Many Hits, Some Misses: The Post-Crash Web Rush (1996) - kick
https://www.nytimes.com/1996/08/06/nyregion/many-hits-some-misses-the-post-crash-web-rush.html
======
Scoundreller
Interesting to see that NYT gives an IP address link to USA Today.

All the links to resources are broken, except the Point de Repere, by a
resident of the affected, is still online at the same link, last updated in
2001:

[http://kbsb.com/FLT800/](http://kbsb.com/FLT800/)

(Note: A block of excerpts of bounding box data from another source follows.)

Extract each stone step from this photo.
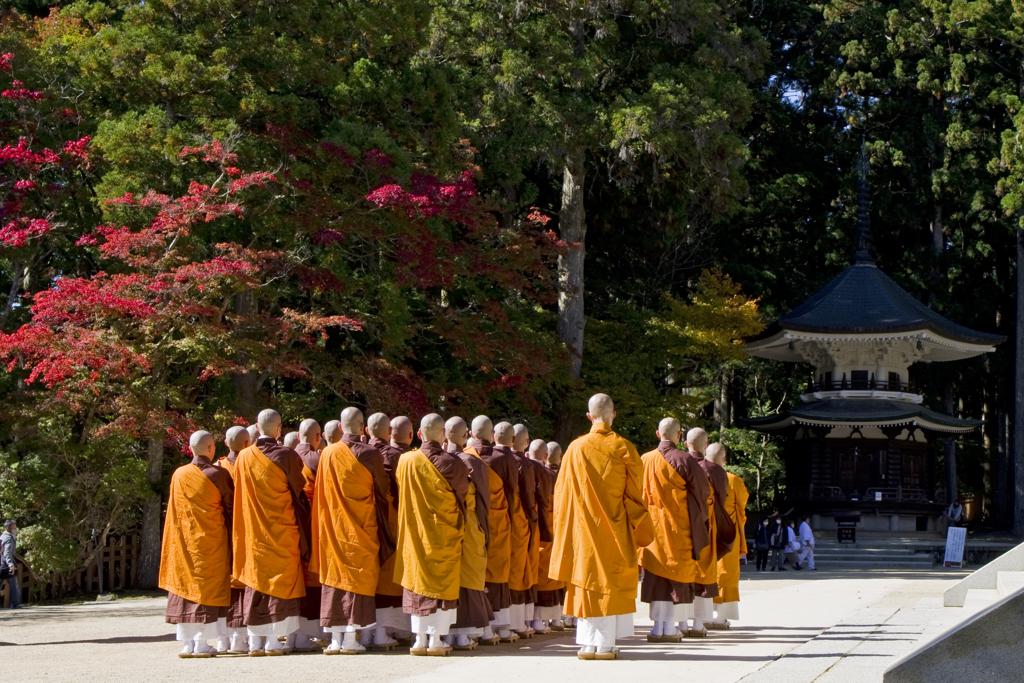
[995,571,1024,598]
[963,588,999,613]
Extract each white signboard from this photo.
[943,526,967,567]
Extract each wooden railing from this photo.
[0,536,139,607]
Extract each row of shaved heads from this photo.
[189,409,565,465]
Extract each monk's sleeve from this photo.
[685,456,711,560]
[535,467,554,543]
[274,449,312,562]
[356,449,396,564]
[623,450,654,548]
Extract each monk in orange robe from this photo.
[705,443,750,631]
[394,413,469,656]
[160,431,234,657]
[529,438,565,633]
[231,410,310,656]
[686,427,736,638]
[640,418,711,643]
[286,420,324,652]
[216,426,250,654]
[549,393,653,659]
[364,413,411,647]
[313,408,397,654]
[465,415,518,645]
[483,422,529,643]
[442,417,495,650]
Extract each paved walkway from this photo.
[0,567,966,683]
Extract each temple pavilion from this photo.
[743,161,1005,532]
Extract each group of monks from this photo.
[160,394,746,659]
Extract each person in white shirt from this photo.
[797,516,816,571]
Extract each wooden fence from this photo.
[0,536,139,607]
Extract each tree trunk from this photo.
[1011,227,1024,538]
[135,435,164,589]
[555,147,589,443]
[231,290,259,421]
[943,382,959,503]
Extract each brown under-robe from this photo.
[452,587,495,629]
[319,586,377,628]
[640,569,697,605]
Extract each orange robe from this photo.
[231,438,308,600]
[158,460,231,607]
[310,441,380,596]
[466,444,512,584]
[715,472,750,604]
[549,422,653,618]
[640,441,711,584]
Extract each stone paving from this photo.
[0,567,966,683]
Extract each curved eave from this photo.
[743,328,995,362]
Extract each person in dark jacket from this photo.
[0,519,22,609]
[754,517,771,571]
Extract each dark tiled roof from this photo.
[760,262,1006,345]
[743,398,982,431]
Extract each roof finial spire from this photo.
[853,135,874,265]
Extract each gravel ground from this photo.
[0,567,965,683]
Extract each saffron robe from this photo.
[159,458,233,610]
[370,437,403,608]
[549,422,653,618]
[231,436,309,602]
[394,441,469,602]
[715,472,750,604]
[312,434,387,598]
[691,454,736,598]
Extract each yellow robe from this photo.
[459,480,487,591]
[309,441,380,595]
[395,450,465,600]
[549,422,653,617]
[640,451,696,584]
[466,447,512,584]
[715,473,750,604]
[159,464,231,607]
[231,445,306,600]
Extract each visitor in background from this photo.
[754,517,775,571]
[0,519,22,609]
[800,515,816,571]
[770,517,788,571]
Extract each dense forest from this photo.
[0,0,1024,584]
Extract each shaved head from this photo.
[657,418,683,443]
[299,419,321,451]
[529,438,548,464]
[705,443,726,465]
[587,393,615,426]
[224,425,249,453]
[256,408,281,438]
[367,413,391,441]
[188,431,217,459]
[548,441,562,465]
[686,427,708,454]
[391,415,414,449]
[512,424,529,453]
[473,415,495,441]
[444,417,469,450]
[420,413,444,443]
[341,407,364,436]
[324,420,341,443]
[495,422,515,447]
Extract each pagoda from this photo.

I guess that's a point for the "quarterback theorists", and a point against
the "official sites".

------
topkai22
Fascinating time capsule. I remember the TWA flight 800 coverage very well- I
was scheduled to fly the same route and flight number the following week. I
remember a bit of rampant speculation online back then as well ("eyewitnesses"
seeing streaks headed towards the plane that might be SAMs) that I think
leaked into TV news. Some things never change

------
birdyrooster
[https://web.archive.org/web/20200304021004/https://www.nytim...](https://web.archive.org/web/20200304021004/https://www.nytimes.com/1996/08/06/nyregion/many-
hits-some-misses-the-post-crash-web-rush.html)

------
1024core
That article is 24 years old now. There are people on this forum who were not
even born then! My, how time flies.